At this point (May 14, 2011) all 5 of my trees have been bare rooted, root pruned, planted in Al's "gritty mix", and they've all had their first spring pruning and bud pinching.

For those interested in the timing and process of these events the following threads document those processes.

"Sensu Repot"

"Tamukeyama Repot"

"Fireglow and Corallinum Repot"

From now on all updates to these 5 trees will occur in this thread.

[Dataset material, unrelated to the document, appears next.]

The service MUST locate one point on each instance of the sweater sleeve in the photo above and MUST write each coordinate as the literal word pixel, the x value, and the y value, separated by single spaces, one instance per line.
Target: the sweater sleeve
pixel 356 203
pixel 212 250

I hope you all will follow along on my journey and post pictures, updates and links to your containerized Maples as well.

Blake

Comments (150)

  • peapod13
    Original Author
    12 years ago
    last modified: 9 years ago

    Welcome aboard. Couple of nice looking young maples you've got there. Fair warning (and it sounds by the ending to your post you may have been bitten by the bug), buying and growing maples is quite addictive. There's over 600 cultivars of Acer Plamatum and that's only one of the 23 Acer species that inhabit the islands of Japan.

    Thanks for sharing and I look forward to following along as you grow and shape your trees.

    PS, while the title and the intention of the thread is to follow the growth of Maples, you are more than welcome to share your Oaks as well.

    Blake

  • meyermike_1micha
    12 years ago
    last modified: 9 years ago

    Sanactified! Where did you order them from? I think I am getting the Maple fever and could use a few more..lol

    Peapod...Very nice. I LOVE all your trees and this thread. Thank you:-)

    Mike

  • peapod13
    Original Author
    12 years ago
    last modified: 9 years ago

    Thank you Mike!

    My Acers are just at the beginning of their spring show. All are in various stages of bud swell or bud break. I've already started pinching buds on many. I hope I get this ramification thing correct.

    Lots of bud pinching and heavy pruning in the top from now until mid summer. Hopefully I be able to increase twigginess (sp)in the tops and branch thickness in the lower branches.

    I never realized until I started, just how much fun (sometimes stressful) but mostly fun and educational this hobby would be.

    Blake

  • sanctified
    12 years ago
    last modified: 9 years ago

    Mike-
    I actually found the JM's locally. I was cruising a local nursery for some used planting containers and saw that they were restocking the JM display. I had spent a good portion of last week looking at all the online websites finding the ones I like preparing to make and order and was pleasantly surprised to see they had some I wanted. These were $30 each but they also had larger sized for $70 although I didn't want to spend that much. The Geisha Gone Wild in the larger size was fantastic and I had to have them dig through a fresh cart to find mine. I'm in SLC, UT and the nursery was Millcreek Gardens. They told me that they get a decent selection and to check back every 7-10 days for the new arrivals. I'm not sure if my checkbook can handle that kind of exposure.

  • sanctified
    12 years ago
    last modified: 9 years ago

    In the album I showed the root ball of the two JM's. I was planning on moving to a bigger size container and going with the 5-1-1 mix. The reason why I thought to do this is because they have both leafed out and I don't want to cause too much stress on them. Is this a good plan of action? I was planning on going to a 3 gallon roottrapper bag I have on order. I also picked up a few 5 gallon used containers that I could use if that would work out better.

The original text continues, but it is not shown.